Tsunami are long-period sea waves or wave trains that are generated by the under-the-sea earthquake. Most tsunamis are caused by fault displacements on the sea floor and of volcanic sudden displacement of water. They travel at high speed water as low broad waves and build to great heights as they approach shores. Origin including volcanic or volcano-tectonic earthquakes, explosions collapse or subsidence, landslides, lahars, pyroclastic flows or debris avalanches entering bodies of water, and atmospheric waves that couple with the sea.


Debris avalanche - fast downhill movement of soil and rock, speed: 70 km/hr (due to high water content and steep slopes) caused by slope failure on the cones of stratovolcanoes

Hydrothermal explosions - explosions from instantaneous flashing of steam upon contact with hot rocks

Secondary explosions are caused by the contact of water with hot pyroclastic flow deposits.

Subsidence is a ground deformation resulting from the downward adjustment of surface materials to the voids caused by volcanic activity.

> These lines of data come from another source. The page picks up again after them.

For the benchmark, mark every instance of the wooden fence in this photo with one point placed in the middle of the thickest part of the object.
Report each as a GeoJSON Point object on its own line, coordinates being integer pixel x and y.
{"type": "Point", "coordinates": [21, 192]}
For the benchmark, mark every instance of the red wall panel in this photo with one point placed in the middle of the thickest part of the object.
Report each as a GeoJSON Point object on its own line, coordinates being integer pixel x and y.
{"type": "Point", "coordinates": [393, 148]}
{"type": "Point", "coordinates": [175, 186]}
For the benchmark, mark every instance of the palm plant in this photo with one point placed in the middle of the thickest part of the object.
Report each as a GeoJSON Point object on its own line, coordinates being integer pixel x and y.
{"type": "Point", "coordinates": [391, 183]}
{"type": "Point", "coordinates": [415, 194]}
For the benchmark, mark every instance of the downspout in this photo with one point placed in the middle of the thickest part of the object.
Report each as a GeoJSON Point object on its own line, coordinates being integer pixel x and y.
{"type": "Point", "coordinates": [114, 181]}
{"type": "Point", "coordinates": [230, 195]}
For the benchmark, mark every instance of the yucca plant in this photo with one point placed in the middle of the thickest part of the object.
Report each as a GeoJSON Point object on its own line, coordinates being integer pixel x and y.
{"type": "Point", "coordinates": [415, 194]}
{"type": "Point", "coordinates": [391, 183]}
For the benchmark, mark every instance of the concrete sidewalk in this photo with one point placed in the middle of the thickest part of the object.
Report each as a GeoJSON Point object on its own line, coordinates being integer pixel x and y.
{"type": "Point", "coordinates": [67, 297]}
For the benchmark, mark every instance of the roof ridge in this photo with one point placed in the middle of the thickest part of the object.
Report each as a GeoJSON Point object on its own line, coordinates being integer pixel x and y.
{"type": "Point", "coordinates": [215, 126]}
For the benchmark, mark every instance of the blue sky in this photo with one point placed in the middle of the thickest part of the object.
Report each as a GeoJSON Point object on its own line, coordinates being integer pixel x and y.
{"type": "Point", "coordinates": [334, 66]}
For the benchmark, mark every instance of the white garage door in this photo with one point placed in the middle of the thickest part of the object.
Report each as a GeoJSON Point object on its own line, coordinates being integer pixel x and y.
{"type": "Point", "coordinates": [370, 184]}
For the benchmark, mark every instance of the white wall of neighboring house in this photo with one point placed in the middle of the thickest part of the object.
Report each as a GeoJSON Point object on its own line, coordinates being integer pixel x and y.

This may result also from mine workings or geothermal water or oil extraction.

Precursors of an Impending Volcanic Eruption

The following are commonly observed signs that a volcano is about to erupt.  These precursors may vary from volcano to volcano.


1. Increase in the frequency of volcanic quakes with rumbling sounds; occurrence of volcanic tremors

2. Increased steaming activity; change in color of steam emission from white to gray due to entrained ash

3. Crater glow due to presence of magma at or near the crater

4. Ground swells (or inflation), ground tilt and ground fissuring due to magma intrusion

5. Localized landslides, rockfalls and landslides from the summit area not attributable to heavy rains

6. Noticeable increase in the extent of drying up of vegetation around the volcano's upper slopes

7. Increase in the temperature of hot springs, wells (e.g. Bulusan and Canlaon) and crater lake (e.g. Taal) near the volcano

8. Noticeable variation in the chemical content of springs, crater lakes within the vicinity of the volcano

9. Drying up of springs/wells around the volcano

10. Development of new thermal areas and/or reactivation of old ones;appearance of solfataras.